Нет, этот молчаливый, но такой естественный и органичный парень определенно нравился Елене Юрьевне. Тревога, терзавшая ее с самого утра, понемногу рассеивалась, хотя одного взгляда на Черепашку было достаточно, чтобы понять: она без памяти влюблена. Об этом говорило все – и то, как Люся тайком, исподлобья поглядывала то на маму, то на Влади, и то, с какой частотой вырывались из ее груди тяжелые, прерывистые вздохи, как, впрочем, и отчаянное усердие, с которым девушка дула на уже давно остывший чай.
– Только вы, Владик, пожалуйста, не отпускайте ее одну на улицу, – с тревогой в голосе попросила Елена Юрьевна. – Все говорят, что в Ростове очень высокая преступность.
– Мам, ну прекрати… – сдвинула брови Черепашка, а Влади улыбнулся одними уголками губ и сказал:
– Вообще-то я не думаю, что в Ростове преступность намного выше, чем в Москве… Просто все привыкли считать, что это бандитский город. Ну, Ростов-папа и все такое… Но вы, Елена Юрьевна, не волнуйтесь… Я ее ни на шаг от себя не отпущу…
Сказав это, Влади с такой неописуемой нежностью посмотрел на Черепашку, что у Елены Юрьевны защемило сердце. А Люся покраснела и ответила на его взгляд робкой, но, без сомнения, счастливой улыбкой.
– Так в котором часу завтра ваш поезд? – спросила мама, прочистив горло.
– В шесть сорок пять, кажется. Поезд хороший. Мы на нем сюда приехали. «Атаман Платов» называется, – как на экзамене отчеканил Влади.
– Ой, – вздохнула Елена Юрьевна, – а у меня завтра вечером монтаж. Не смогу вас проводить.
– Да нас и не надо провожать, – пожала плечами Люся. – Не маленькие.
– Владик, – Елена Юрьевна поставила на стол чашку, – сколько я тебе должна за билет?
– Нисколько! – вскинул голову Влади. – Поездка Люси – это полностью моя идея… И потом, у меня есть деньги, правда, – потупил взгляд Влади.

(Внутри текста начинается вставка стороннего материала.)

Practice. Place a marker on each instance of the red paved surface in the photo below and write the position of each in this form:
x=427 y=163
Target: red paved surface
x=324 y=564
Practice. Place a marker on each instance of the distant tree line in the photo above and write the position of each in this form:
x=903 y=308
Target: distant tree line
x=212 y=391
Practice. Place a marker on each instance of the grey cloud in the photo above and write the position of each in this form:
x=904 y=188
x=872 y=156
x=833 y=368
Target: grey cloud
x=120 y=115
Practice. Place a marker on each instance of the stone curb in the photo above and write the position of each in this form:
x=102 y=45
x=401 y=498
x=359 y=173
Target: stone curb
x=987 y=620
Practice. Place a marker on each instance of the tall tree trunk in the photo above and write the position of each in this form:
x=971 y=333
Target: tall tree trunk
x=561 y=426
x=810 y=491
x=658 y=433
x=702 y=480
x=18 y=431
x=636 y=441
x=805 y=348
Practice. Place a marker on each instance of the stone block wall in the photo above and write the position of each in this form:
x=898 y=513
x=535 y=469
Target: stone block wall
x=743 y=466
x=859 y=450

– Ну хорошо, – не стала настаивать Елена Юрьевна. – Тогда продиктуй мне телефон твоей мамы… На всякий случай… Мало ли…
– Конечно, – поспешно перебил Влади. – Мою маму зовут Зоя Михайловна…
Когда с телефоном было покончено, Влади встал из-за стола и, поблагодарив Елену Юрьевну за чай, двинул в прихожую.
– Я, наверное, пойду… У нас еще сегодня репетиция…
– Я провожу тебя до метро, – сказала Люся и посмотрела на маму.
– Вы не против? – в свою очередь посмотрел на Елену Юрьевну Влади.
– Нет конечно… Только недолго, Люсь, хорошо? У тебя вещи еще не собраны.
Возле самого входа в метро Влади вдруг резко обернулся, взял Черепашку за руку. Люся знала, что сейчас он ее поцелует. И не в щеку, как тогда, в первый раз, а в губы. Это был скорее даже не поцелуй, а легкое, едва уловимое касание губ. Но того краткого мгновения, который длился этот странный поцелуй, хватило на то, чтобы голова у Черепашки пошла кругом. В следующий миг девушка поняла, что ничего не видит. Не видит лица Влади и рук своих тоже не видит… Не видит потому, что в глазах потемнело, а сердце замерло вдруг на какой-то миг, а потом с такой силой ударило в груди, что Люся даже вздрогнула.